Come poteva pensare Marotta di fare accettare due retrocessioni di ufficio?
Le parole di Urbano Cairo sulla scelta di Giuseppe Marotta di cercare di far passare il format da 20 squadre a 18 appaiono lampanti. "Il clima era cordiale, civile, senza toni alti. S'è discusso in maniera positiva, ma le cose che si sono dette son queste. Quella che hanno voluto fare è sembrata una Superleghina". E poi... "L'Assemblea ha confermato con una maggioranza schiacciante, sedici voti contro quattro, la volontà da una parte di mantenere il diritto d'intesa e dall'altra di mantenere il format a venti squadre. Anche perché se guardi i campionati più importanti d'Europa, quello inglese e quello spagnolo, hanno venti squadre. Vuol dire che quello è il format che funziona. Secondo me quell'incontro in FIGC delle tre squadre (Inter, Milan e Juventus, ndr) non è stato ben visto, è giusto che la Lega abbia una sua compattezza".
Sarebbe bello capire come mai non ci siano stati grandissimi litigi per questa riunione carbonara che voleva decidere - fra tre squadre e FIGC - del futuro del calcio italiano. Ma la domanda è un'altra: come poteva pensare Marotta di fare accettare due retrocessioni di ufficio? La realtà è, come al solito, dalla parte dei soldi: 18 squadre si spartiscono la torta invece che 20, il paracadute per la B si attenua e quindi alcuni club rimangono sempre in Serie A - chi ha votato sì, quindi, come Inter, Milan, Juventus e Lazio - mentre le altre vedrebbero il loro nome, ciclicamente, arrivare alla cadetteria.
La realtà è che i ricchi vorrebbero ancora di più. E non avere un rischio di impresa, come Agnelli qualche anno fa con la Superlega.

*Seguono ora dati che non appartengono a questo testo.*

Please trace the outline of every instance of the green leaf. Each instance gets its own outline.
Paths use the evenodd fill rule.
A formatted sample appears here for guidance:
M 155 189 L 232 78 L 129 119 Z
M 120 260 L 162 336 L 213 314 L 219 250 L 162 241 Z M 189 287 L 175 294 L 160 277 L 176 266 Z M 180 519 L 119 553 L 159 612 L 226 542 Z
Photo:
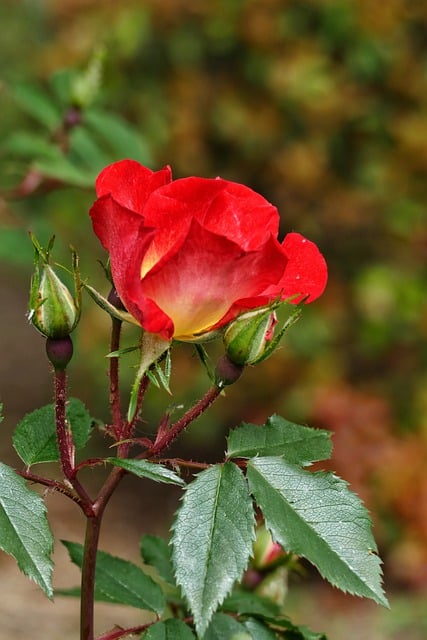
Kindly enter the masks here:
M 13 469 L 0 463 L 0 549 L 52 598 L 53 536 L 40 496 Z
M 51 157 L 58 153 L 52 142 L 45 136 L 29 131 L 14 131 L 2 143 L 2 149 L 14 156 L 33 160 L 39 156 Z
M 83 563 L 83 545 L 63 540 L 71 561 L 78 567 Z M 62 595 L 78 595 L 71 589 Z M 137 609 L 148 609 L 161 615 L 165 607 L 163 591 L 150 576 L 128 560 L 111 556 L 104 551 L 96 555 L 95 599 L 101 602 L 127 604 Z
M 61 122 L 61 114 L 51 97 L 39 87 L 30 84 L 17 85 L 13 89 L 13 97 L 21 109 L 49 130 Z
M 307 558 L 339 589 L 388 606 L 371 520 L 343 480 L 273 457 L 250 460 L 247 475 L 267 527 L 286 551 Z
M 288 618 L 272 618 L 265 622 L 276 630 L 283 629 L 280 637 L 286 640 L 328 640 L 324 633 L 317 633 L 304 625 L 295 625 Z M 262 636 L 260 640 L 263 640 Z
M 253 636 L 234 618 L 215 613 L 203 640 L 253 640 Z
M 116 114 L 88 109 L 85 125 L 106 143 L 116 158 L 132 158 L 150 164 L 151 153 L 139 131 Z
M 162 464 L 148 462 L 148 460 L 125 460 L 124 458 L 106 458 L 105 462 L 121 467 L 139 478 L 149 478 L 155 482 L 177 484 L 180 487 L 185 487 L 184 480 Z
M 111 162 L 110 155 L 101 149 L 86 127 L 75 127 L 70 133 L 69 140 L 69 154 L 76 160 L 78 166 L 99 172 Z
M 181 620 L 170 618 L 156 622 L 142 635 L 144 640 L 195 640 L 195 636 Z
M 331 457 L 330 432 L 289 422 L 280 416 L 265 425 L 242 424 L 230 432 L 227 457 L 283 456 L 288 462 L 306 465 Z
M 277 616 L 280 612 L 275 602 L 249 591 L 234 591 L 224 600 L 221 609 L 239 615 L 252 614 L 262 617 Z
M 88 171 L 88 169 L 77 166 L 59 149 L 51 157 L 37 158 L 34 162 L 34 168 L 48 178 L 54 178 L 76 187 L 92 187 L 97 173 L 94 170 Z
M 82 449 L 90 437 L 93 419 L 78 398 L 70 398 L 66 412 L 76 449 Z M 13 446 L 27 466 L 59 460 L 53 404 L 24 416 L 13 434 Z
M 140 542 L 141 557 L 145 564 L 155 567 L 163 580 L 175 584 L 172 565 L 172 548 L 162 538 L 149 534 L 143 535 Z
M 277 640 L 277 635 L 267 625 L 256 618 L 246 620 L 244 626 L 253 640 Z
M 184 493 L 172 537 L 176 581 L 200 636 L 241 578 L 253 539 L 253 505 L 240 469 L 227 462 L 202 471 Z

Le parole di Cairo sono verissime, volevano una Superleghina per eliminare ancor di più la possibilità di retrocedere e comunque rendere strutturali i guadagni. Non funziona così nello sport che vuole vittorie a rotazione: basti vedere in NBA, anche se è a numero chiuso. Ma anche nella Formula 1... La realtà è che sarebbe un successo se il calcio italiano livellasse gli introiti per tutti, per avere più competitività.
Ah, a proposito: De Laurentiis si lamentava delle città con 20 mila persone in Serie A. Non ce n'è nessuna.